The answer was not, for example, to let women wear what they wanted or ban them from public worship altogether, or to do away with fellowship meals and communion because it caused so much trouble, or to restrict tongue speaking, or limit the service to one prayer and one teaching per week. Let's make our rules!

The answer was to be in submission to God's will for public worship just as one was in submission to His will for personal / private worship.

Paul briefly outlined what this meant for our everyday lives in Romans 12:1-2: (purity, service, devotion). This is the exercise of submission in our personal lives from Monday to Saturday. He does the same for public worship as well.

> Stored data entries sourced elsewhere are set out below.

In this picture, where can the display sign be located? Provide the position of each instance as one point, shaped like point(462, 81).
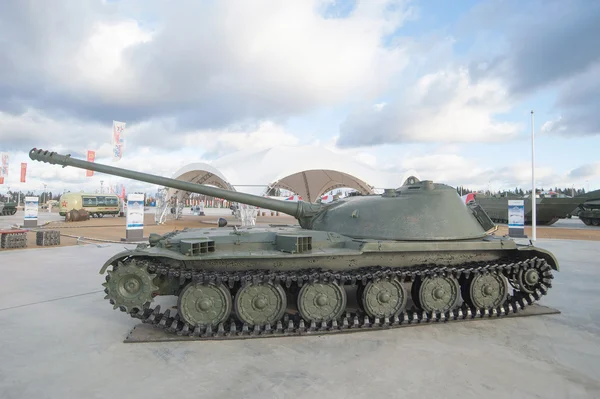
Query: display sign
point(23, 171)
point(31, 211)
point(135, 211)
point(516, 218)
point(91, 158)
point(4, 165)
point(118, 140)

Because of submission to God's will which is the true practice of worship:

1. The women continued in that day to wear their veils in conformity to cultural norms. And they were silent in church, not leading or teaching in conformity to eternal / spiritual norms. The common denominator was submission to God's will. On one hand they did not contravene a cultural norm (veils) so as to not create a scandal. On the other, they submitted to the eternal and spiritual (not cultural) principle of male spiritual leadership in the home and now in the church.

Two different reasons, one reaction: submission – the true spirit of worship by women at that time.

2. The men also submitted to the "order" or "process" that Paul imposed in order to provide a more uniform assembly. Submission was the antidote to the chaos and competition that was tearing apart the church.

They had great "software" (tongues, prophecy, knowledge, etc.) but were unable to communicate because there was little submission to divine order.

3. Everyone had to submit to one another in Christian love so that their witness to others would be effective. Jesus said, "This is how all men will know that you are my disciples, in the way you love one another." (John 13:35). Note He did not say, "How you love the lost, the poor, the world," but how you love one another.

The chapter on love in I Corinthians 13 is really the nuts and bolts of how we are to submit one to another. Mutual submission is the practice of Christian love. It is the proof that we are disciples and our best witness for Christ. Without this kind of submission there is no worship to God.

And so, in avoiding the extremes (focus on the status quo, maintain the rituals OR dump everything and try to create our own spiritual experience), we need to find the right balance to enhance our communication with God in worship.

That balance is an effort at being in submission to His will in both our personal everyday lives which produces an ongoing spiritual and acceptable worship to God AND our corporate assemblies because God has revealed the behavior, attitude, and practice that He accepts during these times.

In his famous devotional book entitled, "My Utmost for His Highest," Oswald Chambers writes that we as Christians become "broken bread and poured out wine." A wonderful description of the merging of our personal and public worship as those who are in submission to God.

This submission not only elevates our communication to the threshold of heaven, it also brings us to the true blessing of worship – transcendence.

Discussion Questions

  1. List key elements of the language of communication (worshipping) with God and explain how these are essential to successfully communicate with God?
  2. What is the practice or training for worship?
  3. In what ways do we codify (make legal) worship practices to try to improve our worship?
  4. Defend the following statement:
    • "Change, worship, and spiritual things must first take place on the inside before outside things are affected."
  5. What is the relationship between Romans 12:1 and worshipping in Spirit and Truth (John 4:24)?
  6. Discuss the principle behind Paul's instructions concerning worship from I Corinthians 11-15.
  7. How can you use this lesson to grow spiritually and help others come into a relationship with Jesus?